Split a monolithic text-to-video/image pipeline into independent Encoder, Denoiser, and Decoder roles, each running on its own GPU(s). A central DiffusionServer routes requests through the pipeline.
Quick Start
Disaggregation is controlled by a single flag: --disagg-role. Each component is launched independently, just like LLM PD disaggregation.
—disagg-role | What it runs |
|---|
monolithic | (Default) Standard single-server mode |
encoder | All stages with the default RoleType.ENCODER affinity: InputValidationStage, TextEncodingStage (plus ImageEncodingStage / ImageVAEEncodingStage for image-conditioned pipelines), LatentPreparationStage, TimestepPreparationStage, and any model-specific “before denoising” stage (e.g. QwenImageLayeredBeforeDenoisingStage, GlmImageBeforeDenoisingStage). |
denoiser | DenoisingStage (and its subclasses: CausalDMDDenoisingStage, DmdDenoisingStage, LTX2AVDenoisingStage, LTX2RefinementStage, Hunyuan3DShapeDenoisingStage, …) — the DiT forward loop plus the scheduler stepping it drives. |
decoder | DecodingStage (VAE decode) and its subclasses (LTX2AVDecodingStage, HeliosDecodingStage, …). |
server | DiffusionServer head node + HTTP server (no GPU) |
Each stage declares its role via the role_affinity property on PipelineStage (default ENCODER).

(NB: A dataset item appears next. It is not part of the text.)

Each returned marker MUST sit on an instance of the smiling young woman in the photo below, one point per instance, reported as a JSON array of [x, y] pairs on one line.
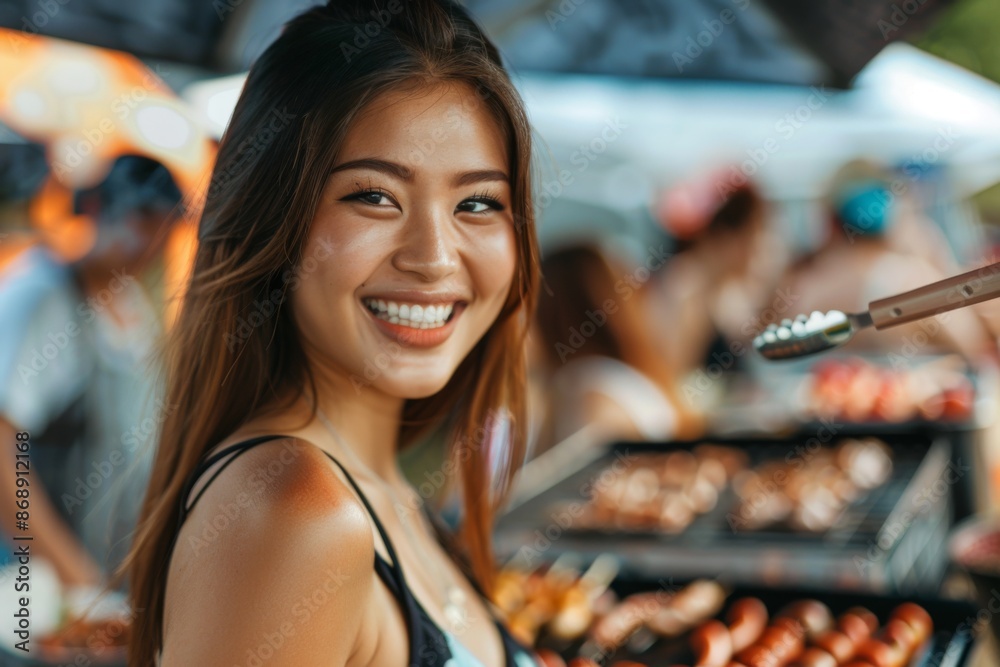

When --disagg-role is not monolithic, the pipeline only instantiates stages whose affinity matches, so the above table is the source of truth for what actually runs in each process.
Single-Machine Example (Verified)
The following commands have been tested end-to-end on an 8×H200 machine with
Wan-AI/Wan2.1-T2V-1.3B-Diffusers. Each role runs on a separate GPU via
--base-gpu-id; the server head node requires no GPU.
# Terminal 1: Encoder (GPU 0)
sglang serve --model-path Wan-AI/Wan2.1-T2V-1.3B-Diffusers \
--disagg-role encoder \
--disagg-server-addr tcp://127.0.0.1:19655 \
--scheduler-port 19000 \
--num-gpus 1 --base-gpu-id 0
# Terminal 2: Denoiser (GPU 1)
sglang serve --model-path Wan-AI/Wan2.1-T2V-1.3B-Diffusers \
--disagg-role denoiser \
--disagg-server-addr tcp://127.0.0.1:19655 \
--scheduler-port 19001 \
--num-gpus 1 --base-gpu-id 1
# Terminal 3: Decoder (GPU 2)
sglang serve --model-path Wan-AI/Wan2.1-T2V-1.3B-Diffusers \
--disagg-role decoder \
--disagg-server-addr tcp://127.0.0.1:19655 \
--scheduler-port 19002 \
--num-gpus 1 --base-gpu-id 2
# Terminal 4: DiffusionServer head (no GPU, receives HTTP requests)
sglang serve --model-path Wan-AI/Wan2.1-T2V-1.3B-Diffusers \
--disagg-role server \
--encoder-urls "tcp://127.0.0.1:19000" \
--denoiser-urls "tcp://127.0.0.1:19001" \
--decoder-urls "tcp://127.0.0.1:19002" \
--host 0.0.0.0 --port 22000 \
--scheduler-port 19655
# Send request (video generation)
curl http://127.0.0.1:22000/v1/videos \
-H "Content-Type: application/json" \
-d '{"model": "Wan-AI/Wan2.1-T2V-1.3B-Diffusers", "prompt": "A curious raccoon exploring a garden, cinematic", "size": "832x480"}'
Tested result (8×H200):
Encoder 2.3 s (TextEncoding) → Denoiser 312.8 s (50 steps, layerwise offload) → Decoder 7.1 s (VAE decode).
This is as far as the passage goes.